Visit, for example, Patterns for PHP [patternsforphp.com]
I subscribe to the DRY principle: Don't Repeat Yourself. Essentially this is doing something in one place only.
I've been doing web development since 1999. I started developing web applications in ASP while I was doing technical support at Telkom [telkom.co.za]. I built an application to pull records from our fault management application and put them on the intranet. It became quite popular and was soon in use throughout the country.
In 2000 I started working at Krazyboyz Digital [krazyboyz.co.za] as a web developer. I was the second web developer to work there. In 2000 websites were really starting to become dynamic, so the work was growing. I moved from junior developer, to senior developer, to team lead to de facto Development Department manager. I was involved with the hiring of about six people and ended up with five developers in my "department" (a company of 15 people is too small to be walled off into departments).
As one who doesn't like doing the same boring thing repeatedly, I slowly built up a content management library which advanced little by little with each new project. It became quite robust, although by 2006 classic ASP was really showing it's age (and was frustrating to use if you spent any time working with OO languages). I ported it to PHP a few times but since our primary hosting server didn't have PHP on it, things never progressed in that direction.
I started freelancing in my spare time, both for a change of scenery and for a new set of challenges. This became a full-time pursuit in 2007. One of the things that inspired me to take the risk was this quote:
"It is not the critic who counts: not the man who points out how the strong man stumbles or where the doer of deeds could have done better.

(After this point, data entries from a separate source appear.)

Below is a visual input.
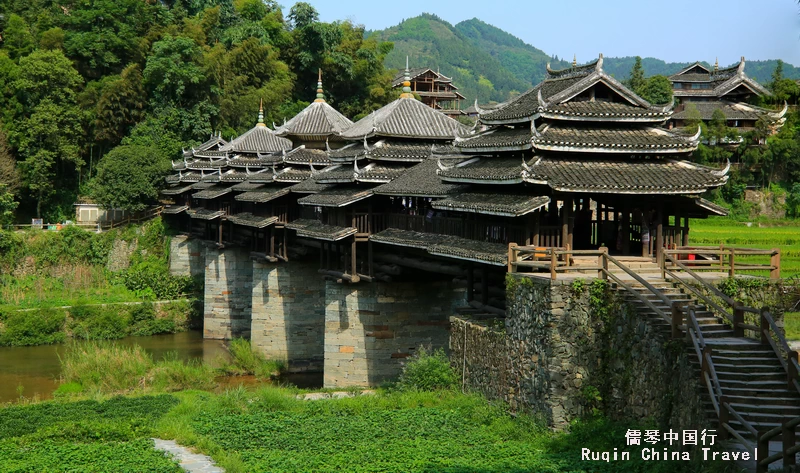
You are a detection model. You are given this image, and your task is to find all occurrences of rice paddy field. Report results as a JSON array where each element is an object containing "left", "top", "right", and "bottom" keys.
[{"left": 689, "top": 217, "right": 800, "bottom": 278}]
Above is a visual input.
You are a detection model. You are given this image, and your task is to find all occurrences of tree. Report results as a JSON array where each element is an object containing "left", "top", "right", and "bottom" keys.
[
  {"left": 0, "top": 185, "right": 18, "bottom": 226},
  {"left": 288, "top": 2, "right": 319, "bottom": 30},
  {"left": 90, "top": 145, "right": 170, "bottom": 213},
  {"left": 637, "top": 75, "right": 673, "bottom": 105},
  {"left": 682, "top": 103, "right": 702, "bottom": 132},
  {"left": 3, "top": 14, "right": 34, "bottom": 60},
  {"left": 626, "top": 56, "right": 645, "bottom": 92},
  {"left": 143, "top": 36, "right": 207, "bottom": 107},
  {"left": 39, "top": 27, "right": 65, "bottom": 51},
  {"left": 0, "top": 129, "right": 21, "bottom": 193},
  {"left": 94, "top": 64, "right": 147, "bottom": 148},
  {"left": 770, "top": 60, "right": 784, "bottom": 89}
]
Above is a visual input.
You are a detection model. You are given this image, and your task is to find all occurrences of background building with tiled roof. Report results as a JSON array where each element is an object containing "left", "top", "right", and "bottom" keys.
[{"left": 391, "top": 65, "right": 466, "bottom": 118}]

The credit belongs to the man who is actually in the arena, whose face is marred by dust and sweat and blood, who strives valiantly, who errs and comes up short again and again, because there is no effort without error or shortcoming, but who knows the great enthusiasms, the great devotions, who spends himself for a worthy cause; who, at the best, knows, in the end, the triumph of high achievement, and who, at the worst, if he fails, at least he fails while daring greatly, so that his place shall never be with those cold and timid souls who knew neither victory nor defeat."